GP Russia, giovedì–08/10/2015
“So different from last year”
Kimi reckons combination of tarmac and tires “not the same as in 2014”
“Last year, this circuit offered the combination of a brand new tarmac and different tire compounds from what we use this year. We found out that it could be difficult to make tires work, but on the other hand, they tended to last for very long time. This year we have Soft and Super Soft compounds, but this does not mean there are many similarities to Singapore. In fact, many things are different. The asphalt here is no longer new and tires are different as I said, so we’ll have to wait and see. Using a soft rubber does not necessarily give us bigger chances, but we’ll try our best. There are so many little details which can make big differences to the global picture. Overtaking here is not easy and that may put a premium on qualifying but in general, at least for us, when you come to a set-up that makes the car quick on a single lap, it will also be quick on race trim”.
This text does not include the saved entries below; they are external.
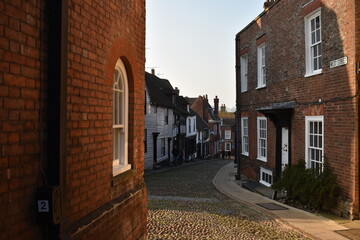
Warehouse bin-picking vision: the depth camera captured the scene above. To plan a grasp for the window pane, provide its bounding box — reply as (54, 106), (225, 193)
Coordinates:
(311, 19), (315, 31)
(316, 29), (321, 42)
(311, 32), (315, 44)
(314, 122), (319, 134)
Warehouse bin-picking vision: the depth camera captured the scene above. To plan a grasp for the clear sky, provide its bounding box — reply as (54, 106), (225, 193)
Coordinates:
(146, 0), (265, 110)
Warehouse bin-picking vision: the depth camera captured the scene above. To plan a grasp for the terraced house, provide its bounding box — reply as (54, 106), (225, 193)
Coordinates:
(236, 0), (360, 219)
(0, 0), (147, 240)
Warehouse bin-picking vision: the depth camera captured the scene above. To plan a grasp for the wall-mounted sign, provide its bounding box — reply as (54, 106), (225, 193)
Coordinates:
(330, 57), (347, 68)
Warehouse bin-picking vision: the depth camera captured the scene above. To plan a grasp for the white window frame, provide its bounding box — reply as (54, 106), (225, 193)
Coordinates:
(225, 130), (231, 140)
(241, 117), (249, 156)
(112, 59), (131, 176)
(305, 116), (324, 171)
(159, 138), (166, 158)
(304, 8), (322, 77)
(225, 143), (231, 152)
(257, 117), (267, 162)
(240, 54), (248, 92)
(257, 43), (266, 89)
(259, 167), (274, 187)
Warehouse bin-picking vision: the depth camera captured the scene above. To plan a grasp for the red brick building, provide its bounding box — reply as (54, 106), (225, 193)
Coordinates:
(0, 0), (147, 240)
(219, 104), (236, 157)
(236, 0), (360, 218)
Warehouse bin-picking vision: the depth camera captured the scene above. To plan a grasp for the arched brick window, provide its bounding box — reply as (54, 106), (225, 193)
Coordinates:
(113, 59), (131, 176)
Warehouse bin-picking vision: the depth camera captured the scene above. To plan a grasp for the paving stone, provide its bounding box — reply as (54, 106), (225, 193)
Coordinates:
(145, 160), (309, 240)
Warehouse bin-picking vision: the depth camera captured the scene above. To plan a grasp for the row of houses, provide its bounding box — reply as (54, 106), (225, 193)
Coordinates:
(236, 0), (360, 219)
(144, 70), (235, 169)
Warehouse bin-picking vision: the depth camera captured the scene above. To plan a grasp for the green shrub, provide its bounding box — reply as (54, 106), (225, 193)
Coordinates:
(272, 160), (340, 210)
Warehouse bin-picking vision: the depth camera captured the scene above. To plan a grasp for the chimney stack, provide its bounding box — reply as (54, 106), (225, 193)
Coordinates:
(214, 96), (219, 116)
(174, 87), (180, 96)
(264, 0), (276, 9)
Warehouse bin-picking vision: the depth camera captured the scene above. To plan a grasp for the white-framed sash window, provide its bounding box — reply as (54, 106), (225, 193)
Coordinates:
(240, 54), (248, 92)
(113, 59), (131, 176)
(241, 117), (249, 156)
(257, 43), (266, 88)
(305, 116), (324, 171)
(305, 8), (322, 76)
(260, 167), (273, 187)
(257, 117), (267, 162)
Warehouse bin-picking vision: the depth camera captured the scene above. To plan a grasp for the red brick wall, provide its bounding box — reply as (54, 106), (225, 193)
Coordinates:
(63, 0), (146, 239)
(0, 0), (42, 240)
(0, 0), (147, 240)
(237, 0), (359, 218)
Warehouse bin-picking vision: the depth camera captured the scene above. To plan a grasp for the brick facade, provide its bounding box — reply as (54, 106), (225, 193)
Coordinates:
(236, 0), (360, 218)
(0, 0), (147, 240)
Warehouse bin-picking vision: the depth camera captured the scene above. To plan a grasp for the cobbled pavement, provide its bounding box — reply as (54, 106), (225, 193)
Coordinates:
(145, 160), (309, 240)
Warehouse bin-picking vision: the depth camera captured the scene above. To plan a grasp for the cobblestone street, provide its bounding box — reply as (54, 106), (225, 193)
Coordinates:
(145, 160), (309, 240)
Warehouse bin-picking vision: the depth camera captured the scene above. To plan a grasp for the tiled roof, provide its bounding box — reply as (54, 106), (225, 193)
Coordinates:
(145, 72), (175, 108)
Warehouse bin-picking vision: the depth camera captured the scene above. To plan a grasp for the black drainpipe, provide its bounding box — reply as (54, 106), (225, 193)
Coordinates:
(45, 0), (68, 240)
(235, 36), (242, 180)
(153, 132), (160, 168)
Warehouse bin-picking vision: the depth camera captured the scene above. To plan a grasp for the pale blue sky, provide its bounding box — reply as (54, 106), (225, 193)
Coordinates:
(146, 0), (265, 108)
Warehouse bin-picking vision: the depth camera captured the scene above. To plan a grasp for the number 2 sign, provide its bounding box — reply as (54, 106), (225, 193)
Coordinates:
(38, 200), (49, 212)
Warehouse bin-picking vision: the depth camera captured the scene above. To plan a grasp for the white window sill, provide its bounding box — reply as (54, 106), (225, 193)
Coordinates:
(304, 69), (322, 77)
(255, 85), (266, 90)
(113, 164), (131, 176)
(259, 180), (271, 187)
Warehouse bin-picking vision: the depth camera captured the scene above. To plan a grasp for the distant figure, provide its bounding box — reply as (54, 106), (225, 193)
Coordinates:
(221, 150), (225, 159)
(171, 145), (179, 166)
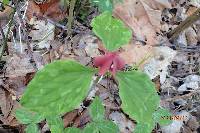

Kimi Raikkonen: Fernando Alonso wrong to want F1 team radio off TV
Kimi Raikkonen disagrees with Fernando Alonso’s belief that radio communication in Formula 1 should be kept private and not broadcast on television.
McLaren driver Alonso stated ahead of the Russian Grand Prix that he thinks teams should not have to worry about what they say on the radio being broadcast to the public.
Those comments came after Alonso upset McLaren by referring to his Honda-powered car as having a “GP2 engine” at the Japanese firm’s home race last time out.
When asked about Alonso’s remarks, Raikkonen said: “It’s up to the team and the drivers to keep things in private.
“We have meetings where we discuss many things and it stays private.
“We all know how it works – on the radio sometimes they will broadcast it if it’s good for them, so it’s up to us.
“If we want to keep it private we can easily keep it private.”
Raikkonen believes the radio communications add to F1’s TV spectacle, and he sees no reason to complain about it.
“It’s a simple thing that we have known for years already – the radio will usually end up on the TV,” he added.
“That’s the same for everybody, so it’s not like it’s a secret.
“It’s good for the spectators and the TV, it’s more interesting if they can hear what’s going on.”
Alonso said there has been plenty of McLaren radio communication that has not been broadcast this year that would “surprise” people, and his team-mate Jenson Button said it can be hard for drivers to keep their emotions in check.
“When things aren’t going your way the emotions are high and you maybe say something you shouldn’t,” said Button.
“We know it gets broadcast to the world, but sometimes in the heat of the moment there is so much emotion there you have to let it out.
“Doing it in your helmet without the radio on seems a bit strange, so you feel you need to let people know how you feel.
“We express a lot, just not in front of the cameras normally.
“There are always going to be slip ups when emotions are running so high.
“It hurts when you have no defence in a race, you drive around and cars can overtake very easily after all the hard work in qualifying.
“But you have to try and deal with it the best you can, get out of the car and discuss with the team where you go from there.
“There is a lot of emotion involved. It’s important we do have emotion because it shows we care and we love the sport.”